07 May 2014

It's my birthday...

It's my birthday.

I used to love birthdays. When I was a kid, I loved everything about them. I would look forward to May 7th with joyful anticipation, knowing my mom would make it a very special day for me, no matter what - and as a result, I would feel special as well. I wouldn't have been able to put it into words back then, it was just a feeling of basic joy - of being loved - an overall atmosphere of happiness and excitement surrounding the day. I would wake up to the sweet scent of lilac filling the room - a big bunch of pale blue lilac, every single year. There would be cream cake and candles that I was expected to blow out and make a wish. There would be a birthday present waiting to be unwrapped, of course. If it was a weekday, I'd go to school and the teacher and my class would sing me a song and give me a little present and we'd all enjoy being allowed to eat sweets in class - a rare treat back then. In the afternoon, my friends and numerous cousins - sometimes my entire crazy big family - would come over to our place, beautifully decorated by my mom while I was in school, and we'd have a big birthday party. It would be a slightly chaotic, very loud, yet immensely happy get-together, enjoying some of life's simple pleasures: playing, being goofy, eating tons of cake, laughing away, singing and dancing... childhood bliss.

Somewhere along the line that initial innocence and authenticity was lost. The whole birthday thing - the good wishes, the celebrations, the gifts - often felt fake or forced as I grew from a kid into a teenager, from a teenager into an adult. More often than not, no one would remember to give me lilac. Or cake. Or candles. Often there was no one around who would care enough to turn it into a special day for me, somewhere beyond the more material aspects, and myself I totally lacked the awareness - the gratitude or appreciation of my own "being" - to want to celebrate my birthday in any way. In fact, life often felt like nothing but pain and disappointment in those early adult years. Cynicism and frustration had partly replaced the joy and happiness that I used to feel thinking of my own birthday. Why would I look forward to the anniversary of an event that - back then - seemed like a giant mistake? I think my 30th may have been the last birthday I reluctantly agreed to celebrate - and that had nothing to do with age or wanting to ignore my getting older, I have always been fine with that - but as life had ceased to feel special, to excite me in any positive way, I simply couldn't care less. For more than a decade I would avoid being around and available at my birthday. I'd take time off work and disappear, disconnecting my phone, pretending I didn't exist.

Over the years, my perception of life in general changed quite a bit and so did my awareness of my own life. My appreciation of it deepened and I found to a new acceptance and love within myself. And while I made my peace with the past, letting go of old pain, finding back to a certain joy and inner balance, my birthdays still didn't matter to me. I'd still prefer to be by myself, in silent solitude or maybe with a friend, simply enjoying the day, regardless of it being my birthday.

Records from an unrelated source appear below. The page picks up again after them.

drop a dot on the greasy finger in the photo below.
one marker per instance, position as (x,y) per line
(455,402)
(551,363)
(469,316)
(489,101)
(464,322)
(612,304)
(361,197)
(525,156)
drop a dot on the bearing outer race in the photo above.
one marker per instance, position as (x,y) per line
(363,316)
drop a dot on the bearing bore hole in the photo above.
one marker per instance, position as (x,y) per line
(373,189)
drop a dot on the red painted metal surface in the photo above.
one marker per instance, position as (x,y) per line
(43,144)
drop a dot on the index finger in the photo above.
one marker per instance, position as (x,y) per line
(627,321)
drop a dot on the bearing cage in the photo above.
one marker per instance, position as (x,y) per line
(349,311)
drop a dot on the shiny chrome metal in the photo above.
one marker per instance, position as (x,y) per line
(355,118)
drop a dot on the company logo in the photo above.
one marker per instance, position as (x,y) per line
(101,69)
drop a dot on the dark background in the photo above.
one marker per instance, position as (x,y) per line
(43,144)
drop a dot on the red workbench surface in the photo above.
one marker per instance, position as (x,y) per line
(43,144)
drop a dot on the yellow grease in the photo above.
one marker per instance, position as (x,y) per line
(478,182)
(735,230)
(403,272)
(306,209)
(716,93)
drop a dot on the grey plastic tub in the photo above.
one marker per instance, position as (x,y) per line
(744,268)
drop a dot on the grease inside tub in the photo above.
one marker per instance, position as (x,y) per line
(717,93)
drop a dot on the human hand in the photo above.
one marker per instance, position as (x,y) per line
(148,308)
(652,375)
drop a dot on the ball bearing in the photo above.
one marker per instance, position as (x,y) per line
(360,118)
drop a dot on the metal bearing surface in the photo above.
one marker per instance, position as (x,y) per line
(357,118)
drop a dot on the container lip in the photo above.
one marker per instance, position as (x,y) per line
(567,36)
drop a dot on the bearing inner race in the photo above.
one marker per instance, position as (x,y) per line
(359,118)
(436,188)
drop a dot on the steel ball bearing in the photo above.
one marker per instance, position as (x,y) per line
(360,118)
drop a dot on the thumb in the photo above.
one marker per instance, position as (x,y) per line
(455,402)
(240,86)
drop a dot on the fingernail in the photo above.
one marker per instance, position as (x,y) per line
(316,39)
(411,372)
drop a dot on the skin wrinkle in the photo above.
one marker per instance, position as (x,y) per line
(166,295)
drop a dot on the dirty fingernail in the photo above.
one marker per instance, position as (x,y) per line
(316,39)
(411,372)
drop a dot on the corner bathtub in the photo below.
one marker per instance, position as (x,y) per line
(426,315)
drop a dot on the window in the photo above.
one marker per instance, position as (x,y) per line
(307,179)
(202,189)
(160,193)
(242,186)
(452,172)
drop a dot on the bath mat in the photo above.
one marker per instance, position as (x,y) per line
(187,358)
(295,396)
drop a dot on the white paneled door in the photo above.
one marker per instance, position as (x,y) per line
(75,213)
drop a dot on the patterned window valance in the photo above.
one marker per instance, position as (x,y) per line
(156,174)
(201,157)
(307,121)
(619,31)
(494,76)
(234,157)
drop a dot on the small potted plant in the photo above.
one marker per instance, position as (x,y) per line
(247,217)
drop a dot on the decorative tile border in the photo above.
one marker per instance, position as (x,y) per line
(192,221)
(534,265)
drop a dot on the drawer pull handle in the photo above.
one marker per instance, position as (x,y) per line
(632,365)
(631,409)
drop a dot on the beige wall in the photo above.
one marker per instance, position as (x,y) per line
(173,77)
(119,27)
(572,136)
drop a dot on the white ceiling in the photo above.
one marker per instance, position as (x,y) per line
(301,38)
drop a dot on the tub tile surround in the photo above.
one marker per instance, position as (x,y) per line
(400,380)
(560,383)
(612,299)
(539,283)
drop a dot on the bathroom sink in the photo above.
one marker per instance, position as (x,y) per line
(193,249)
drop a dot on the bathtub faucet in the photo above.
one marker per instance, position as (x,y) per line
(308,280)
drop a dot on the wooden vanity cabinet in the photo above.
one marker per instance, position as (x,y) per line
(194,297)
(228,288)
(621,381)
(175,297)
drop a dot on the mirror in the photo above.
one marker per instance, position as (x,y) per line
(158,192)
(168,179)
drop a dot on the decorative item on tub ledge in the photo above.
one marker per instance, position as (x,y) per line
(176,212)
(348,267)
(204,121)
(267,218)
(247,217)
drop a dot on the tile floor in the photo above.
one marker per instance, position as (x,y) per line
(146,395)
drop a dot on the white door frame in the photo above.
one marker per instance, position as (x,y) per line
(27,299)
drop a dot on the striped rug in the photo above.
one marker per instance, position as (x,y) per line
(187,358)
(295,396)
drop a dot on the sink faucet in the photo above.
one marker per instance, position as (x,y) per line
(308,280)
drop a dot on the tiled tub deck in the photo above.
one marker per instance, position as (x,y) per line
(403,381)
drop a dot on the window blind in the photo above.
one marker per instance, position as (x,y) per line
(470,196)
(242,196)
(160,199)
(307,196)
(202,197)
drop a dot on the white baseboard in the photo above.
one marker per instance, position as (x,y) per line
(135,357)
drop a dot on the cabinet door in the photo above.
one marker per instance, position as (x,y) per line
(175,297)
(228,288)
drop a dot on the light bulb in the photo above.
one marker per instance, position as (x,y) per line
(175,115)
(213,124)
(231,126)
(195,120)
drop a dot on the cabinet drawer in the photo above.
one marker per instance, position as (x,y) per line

Then last year, as the result of a slightly disappointing experience, I came to a rather amazing discovery... my birthday had begun to matter to me again. Ha!! I found that after all these years I was suddenly and unexpectedly looking forward to it again. It felt almost weird - a feeling of quiet yet intense inner joy. A slight excitement and enthusiasm even. After a decade of indifference and rejection, I clearly perceived my birthday as being a "special day" again. And this time it had nothing to do with anybody outside making it special for me - which no doubt is a most welcome and wonderful extra - but everything to do with my own, deeply felt awareness of it being something god-given, something special in itself. I know it doesn't really take a big party or beautifully wrapped present to turn it into an "event". The simple yet extraordinary fact that I've been given a life - that it's the one thing that separates me from death really - is the real gift these days. It feels like the most natural thing in the world to appreciate and celebrate that precious fact, to want to celebrate - alone or with others, loudly or quietly - that day I was born, brought into this sad, crazy, radiantly beautiful world, blessed with a heart, body, soul and consciousness... that's all it takes to make it special and fill me with gratitude really.

So yes, it's my birthday. And I love it. Very much so.